Голям не шелохнулся.

— Мы вчера съездили в Кабул на автобусе, были в суде, — сказал он без выражения. — Угадай, что нам сказал судья? Что у него плохие новости. Сказал, что у них случилось происшествие. Маленький пожар. Документы моего отца на собственность сгорели. Нету их. Уничтожены.

Адиль медленно опустил руку с курткой.

— Он нам это рассказывает — дескать, ничем не может помочь, раз бумаг больше нет, — а у самого на руке знаешь что? Новенькие золотые часы, которых на нем не было, когда отец его последний раз видел.

Адель сморгнул.

Голям перевел взгляд на куртку. Жесткий, безжалостный, укоризненный взгляд. Пристыдить получилось. Адиль весь сжался. Почудилось, что куртка прямо у него в руках из миротворческого подношения превращается во взятку.

Голям развернулся и поспешил назад, к дороге, — быстрым, бойким шагом.

Вечером того же дня вернулся Баба-джан и устроил в доме праздник. Адиль сидел рядом с отцом во главе стола — вернее, скатерти, что постелили к ужину на полу. Баба-джан иногда предпочитал сидеть на земле и есть руками, особенно если встречался с друзьями давних лет джихада. Вспоминаю наши пещерные дни, — шутил он. Женщины ели за настоящим столом в гостиной, ложками и вилками, во главе — мать Адиля. Адиль слышал, как их болтовня эхом отскакивает от мраморных стен. Одна, женщина с толстыми бедрами и длинными волосами, покрашенными в рыжий, была помолвлена с одним из друзей Бабы-джан. В тот же вечер она показала матери Адиля снимки на цифровом фотоаппарате — из магазина свадебных товаров, когда они ездили в Дубай.

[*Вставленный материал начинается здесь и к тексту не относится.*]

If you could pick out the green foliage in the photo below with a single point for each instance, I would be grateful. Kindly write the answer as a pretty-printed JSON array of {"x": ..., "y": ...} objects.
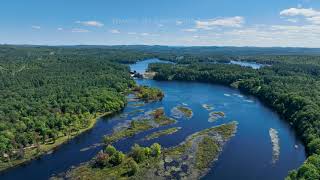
[
  {"x": 117, "y": 158},
  {"x": 102, "y": 160},
  {"x": 138, "y": 153},
  {"x": 314, "y": 146},
  {"x": 110, "y": 150},
  {"x": 51, "y": 92},
  {"x": 155, "y": 150},
  {"x": 133, "y": 166},
  {"x": 148, "y": 94},
  {"x": 291, "y": 86},
  {"x": 208, "y": 149}
]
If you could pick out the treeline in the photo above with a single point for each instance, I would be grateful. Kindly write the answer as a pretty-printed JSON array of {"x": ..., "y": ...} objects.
[
  {"x": 291, "y": 86},
  {"x": 48, "y": 92}
]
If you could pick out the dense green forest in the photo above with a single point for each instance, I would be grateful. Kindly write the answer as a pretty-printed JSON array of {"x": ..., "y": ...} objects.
[
  {"x": 50, "y": 92},
  {"x": 291, "y": 86}
]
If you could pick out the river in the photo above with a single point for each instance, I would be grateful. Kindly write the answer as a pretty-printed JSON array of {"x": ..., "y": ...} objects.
[{"x": 248, "y": 155}]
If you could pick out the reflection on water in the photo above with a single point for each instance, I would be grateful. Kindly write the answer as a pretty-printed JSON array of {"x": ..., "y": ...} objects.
[{"x": 247, "y": 156}]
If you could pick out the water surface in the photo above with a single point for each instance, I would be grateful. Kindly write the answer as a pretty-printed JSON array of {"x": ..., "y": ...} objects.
[{"x": 248, "y": 155}]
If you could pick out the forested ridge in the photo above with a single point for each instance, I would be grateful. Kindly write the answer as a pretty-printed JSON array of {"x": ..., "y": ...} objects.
[
  {"x": 50, "y": 92},
  {"x": 291, "y": 86}
]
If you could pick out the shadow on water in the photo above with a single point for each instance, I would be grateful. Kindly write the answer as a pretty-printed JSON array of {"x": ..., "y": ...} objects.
[{"x": 248, "y": 155}]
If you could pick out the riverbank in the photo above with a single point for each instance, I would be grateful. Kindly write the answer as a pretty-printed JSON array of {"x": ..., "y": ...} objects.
[
  {"x": 33, "y": 152},
  {"x": 191, "y": 159}
]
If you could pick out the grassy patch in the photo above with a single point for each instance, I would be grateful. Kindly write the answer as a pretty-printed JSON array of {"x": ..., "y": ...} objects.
[
  {"x": 208, "y": 150},
  {"x": 187, "y": 111},
  {"x": 137, "y": 126},
  {"x": 162, "y": 133},
  {"x": 148, "y": 94},
  {"x": 134, "y": 128}
]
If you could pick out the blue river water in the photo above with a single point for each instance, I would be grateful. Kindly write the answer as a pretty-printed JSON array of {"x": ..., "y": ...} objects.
[{"x": 248, "y": 155}]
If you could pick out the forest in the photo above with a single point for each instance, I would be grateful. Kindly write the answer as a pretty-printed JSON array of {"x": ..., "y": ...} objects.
[
  {"x": 52, "y": 92},
  {"x": 290, "y": 85}
]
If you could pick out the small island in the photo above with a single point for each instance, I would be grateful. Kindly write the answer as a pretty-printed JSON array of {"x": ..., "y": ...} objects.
[
  {"x": 157, "y": 119},
  {"x": 182, "y": 111},
  {"x": 148, "y": 94},
  {"x": 158, "y": 134},
  {"x": 213, "y": 116},
  {"x": 189, "y": 160}
]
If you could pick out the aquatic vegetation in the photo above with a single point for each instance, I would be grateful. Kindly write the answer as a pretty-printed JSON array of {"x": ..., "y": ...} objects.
[
  {"x": 135, "y": 127},
  {"x": 189, "y": 160},
  {"x": 193, "y": 157},
  {"x": 275, "y": 145},
  {"x": 137, "y": 104},
  {"x": 156, "y": 119},
  {"x": 148, "y": 94},
  {"x": 181, "y": 111},
  {"x": 208, "y": 107},
  {"x": 158, "y": 134},
  {"x": 113, "y": 164},
  {"x": 213, "y": 116},
  {"x": 238, "y": 95}
]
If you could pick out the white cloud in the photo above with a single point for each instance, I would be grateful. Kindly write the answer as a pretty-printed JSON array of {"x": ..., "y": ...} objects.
[
  {"x": 78, "y": 30},
  {"x": 90, "y": 23},
  {"x": 293, "y": 20},
  {"x": 35, "y": 27},
  {"x": 145, "y": 34},
  {"x": 236, "y": 21},
  {"x": 310, "y": 15},
  {"x": 114, "y": 31},
  {"x": 314, "y": 20},
  {"x": 189, "y": 30},
  {"x": 300, "y": 12},
  {"x": 179, "y": 22}
]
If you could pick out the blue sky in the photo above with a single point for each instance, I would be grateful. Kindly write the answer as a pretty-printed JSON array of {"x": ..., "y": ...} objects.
[{"x": 163, "y": 22}]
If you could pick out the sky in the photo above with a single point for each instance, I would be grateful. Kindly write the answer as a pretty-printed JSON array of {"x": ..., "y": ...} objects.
[{"x": 261, "y": 23}]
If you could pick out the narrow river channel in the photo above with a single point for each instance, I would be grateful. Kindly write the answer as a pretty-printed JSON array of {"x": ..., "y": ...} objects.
[{"x": 248, "y": 155}]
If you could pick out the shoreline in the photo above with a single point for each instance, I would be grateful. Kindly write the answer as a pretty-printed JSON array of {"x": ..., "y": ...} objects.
[{"x": 50, "y": 148}]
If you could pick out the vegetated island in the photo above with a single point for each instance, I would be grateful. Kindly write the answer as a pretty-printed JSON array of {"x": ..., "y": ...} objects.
[
  {"x": 191, "y": 159},
  {"x": 213, "y": 116},
  {"x": 289, "y": 86},
  {"x": 136, "y": 126},
  {"x": 148, "y": 94},
  {"x": 160, "y": 133},
  {"x": 182, "y": 111}
]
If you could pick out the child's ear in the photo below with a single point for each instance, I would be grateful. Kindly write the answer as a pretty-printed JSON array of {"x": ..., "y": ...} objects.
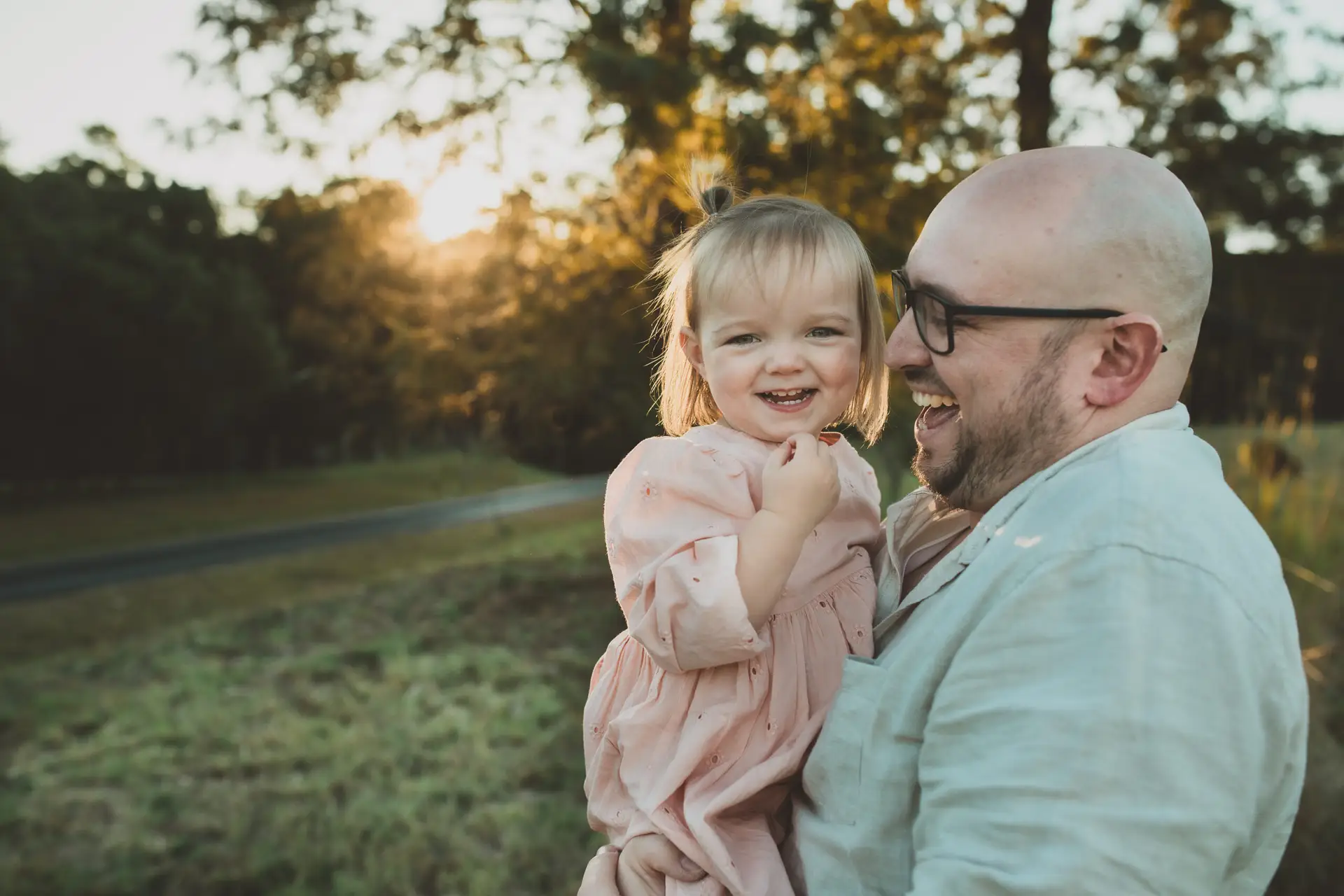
[{"x": 692, "y": 349}]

За чаем после ужина Баба-джан рассказал историю о том, как его взвод атаковал из засады советскую автоколонну и не пропустил ее в долину с севера. Все внимательно слушали.

— И вот когда они вошли в зону обстрела, — сказал Баба-джан, рассеянно поглаживая Адиля по волосам, — мы открыли огонь. Головную машину подбили, а потом еще несколько джипов. Думал, они сдадут назад или попытаются пробиться. Но эти сукины дети остановились, повылезали из машин и давай стрелять по нам. Представляете?

Гости забормотали. Закачались головы. Адиль знал, что не меньше половины людей в комнате — бывшие моджахеды.

— Мы их превосходили числом, может, три к одному, но они были тяжеловооружены, и вскоре уже они атаковали нас! Наши позиции в садах. Все разбежались. Мы с тем парнем, Мохаммедом или как его, драпали вместе. По винограднику, но не такому, со столбами и проволокой, а который по земле стелется. Пули летят, а мы спасаемся, и вдруг оба спотыкаемся и падаем. Через секунду я уже на ногах и бегу, а Мохаммеда или как его там — нет как нет. Поворачиваюсь, ору: «Вставай, задница ослиная!»

Баба-джан умолк для пущего драматизма. Прижал кулак ко рту, чтоб не рассмеяться.

— И тут он выскакивает и давай бежать. И — вы подумайте только! — этот чокнутый сукин сын тащит две полные руки винограда! По грозди в каждой!

Раздался смех. Адиль тоже смеялся. Отец потрепал его по спине, прижал к себе. Кто-то начал рассказывать другую историю, а Баба-джан потянулся к сигарете, что лежала рядом с его тарелкой. Но прикурить не удалось: где-то в доме внезапно разбилось стекло.